Notable projects that use cuDF include:

Installation

System Requirements

Operating System, GPU driver, and supported CUDA version information can be found at the RAPIDS Installation Guide

pip

A stable release of each cudf library is available on PyPI. You will need to match the major version number of your installed CUDA version with a -cu## suffix when installing from PyPI.

A development version of each library is available as a nightly release by including the -i https://pypi.anaconda.org/rapidsai-wheels-nightly/simple index.

# CUDA 13
pip install libcudf-cu13
pip install pylibcudf-cu13
pip install cudf-cu13
pip install cudf-polars-cu13
pip install dask-cudf-cu13

# CUDA 12
pip install libcudf-cu12
pip install pylibcudf-cu12
pip install cudf-cu12
pip install cudf-polars-cu12
pip install dask-cudf-cu12

conda

A stable release of each cudf library is available to be installed with the conda package manager by specifying the -c rapidsai channel.

A development version of each library is available as a nightly release by specifying the -c rapidsai-nightly channel instead.

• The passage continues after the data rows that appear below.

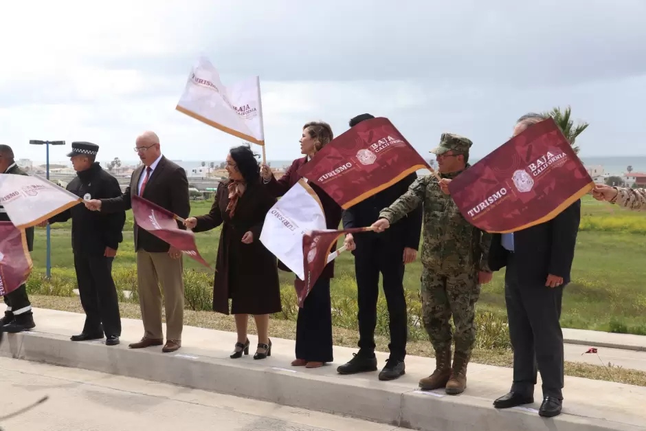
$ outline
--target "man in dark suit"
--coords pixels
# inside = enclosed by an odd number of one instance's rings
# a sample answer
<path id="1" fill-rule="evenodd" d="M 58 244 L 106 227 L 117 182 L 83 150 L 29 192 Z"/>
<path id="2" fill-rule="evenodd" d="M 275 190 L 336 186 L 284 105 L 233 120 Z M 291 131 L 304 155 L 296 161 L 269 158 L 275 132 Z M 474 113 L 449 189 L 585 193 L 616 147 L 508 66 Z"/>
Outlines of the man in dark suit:
<path id="1" fill-rule="evenodd" d="M 135 151 L 142 165 L 133 173 L 130 186 L 119 197 L 91 200 L 85 206 L 104 212 L 124 211 L 132 208 L 135 195 L 186 219 L 190 212 L 188 180 L 179 166 L 162 155 L 159 138 L 145 132 L 137 138 Z M 180 229 L 186 229 L 177 222 Z M 135 250 L 137 252 L 137 278 L 144 337 L 130 344 L 141 349 L 164 344 L 162 329 L 162 292 L 164 291 L 166 318 L 166 342 L 162 351 L 174 352 L 181 346 L 183 325 L 184 285 L 181 252 L 135 223 Z"/>
<path id="2" fill-rule="evenodd" d="M 67 190 L 86 201 L 121 196 L 117 179 L 95 162 L 98 151 L 96 144 L 72 142 L 71 153 L 67 155 L 76 171 Z M 98 340 L 104 333 L 106 345 L 115 346 L 121 336 L 121 316 L 112 263 L 123 241 L 126 212 L 102 214 L 76 205 L 54 216 L 49 222 L 64 223 L 69 219 L 74 269 L 85 311 L 83 330 L 72 335 L 71 340 Z"/>
<path id="3" fill-rule="evenodd" d="M 0 145 L 0 173 L 26 175 L 27 173 L 18 167 L 14 160 L 14 152 L 8 145 Z M 10 221 L 7 212 L 0 205 L 0 221 Z M 25 230 L 27 237 L 27 247 L 34 251 L 34 228 Z M 5 315 L 0 318 L 1 331 L 9 333 L 21 332 L 36 327 L 32 303 L 27 295 L 27 286 L 22 285 L 18 289 L 3 296 L 7 309 Z"/>
<path id="4" fill-rule="evenodd" d="M 374 118 L 362 114 L 350 120 L 353 127 L 361 121 Z M 390 206 L 406 192 L 417 178 L 412 173 L 379 193 L 344 212 L 346 229 L 370 226 L 379 218 L 379 212 Z M 421 206 L 394 223 L 382 233 L 372 232 L 347 235 L 345 244 L 355 255 L 359 302 L 359 353 L 340 366 L 340 374 L 374 371 L 377 368 L 375 356 L 375 328 L 377 326 L 377 301 L 379 294 L 379 274 L 383 278 L 383 293 L 388 307 L 390 331 L 390 357 L 379 373 L 379 379 L 392 380 L 404 374 L 404 358 L 408 338 L 406 300 L 403 291 L 404 267 L 416 257 L 421 233 Z M 356 250 L 355 248 L 356 247 Z"/>
<path id="5" fill-rule="evenodd" d="M 539 114 L 521 117 L 514 136 L 544 119 Z M 561 412 L 564 354 L 559 320 L 580 220 L 581 201 L 577 201 L 549 221 L 491 239 L 489 267 L 506 267 L 504 296 L 513 346 L 513 383 L 509 393 L 494 401 L 498 408 L 534 402 L 537 365 L 543 381 L 539 414 Z"/>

conda install -c rapidsai libcudf
conda install -c rapidsai pylibcudf
conda install -c rapidsai cudf
conda install -c rapidsai cudf-polars
conda install -c rapidsai dask-cudf

source

To install cuDF from source, please follow the contribution guide detailing how to setup the build environment.

Examples

The following examples showcase reading a parquet file, dropping missing rows with a null value, and performing a groupby aggregation on the data.

cudf

import cudf and the APIs are largely similar to pandas.

import cudf

df = cudf.read_parquet("data.parquet")
df.dropna().groupby(["A", "B"]).mean()

cudf.pandas

With a Python file containing pandas code:

import pandas as pd

df = pd.read_parquet("data.parquet")
df.dropna().groupby(["A", "B"]).mean()

Use cudf.pandas by invoking python with -m cudf.pandas

$ python -m cudf.pandas script.py

If running the pandas code in an interactive Jupyter environment, call %load_ext cudf.pandas before importing pandas.

In [1]: %load_ext cudf.pandas

In [2]: import pandas as pd

In [3]: df = pd.read_parquet("data.parquet")

In [4]: df.dropna().groupby(["A", "B"]).mean()

cudf-polars

Using Polars' lazy API, call collect with engine="gpu" to run the operation on the GPU

import polars as pl

lf = pl.scan_parquet("data.parquet")
lf.drop_nulls().group_by(["A", "B"]).mean().collect(engine="gpu")

Questions and Discussion

For bug reports or feature requests, please file an issue on the GitHub issue tracker.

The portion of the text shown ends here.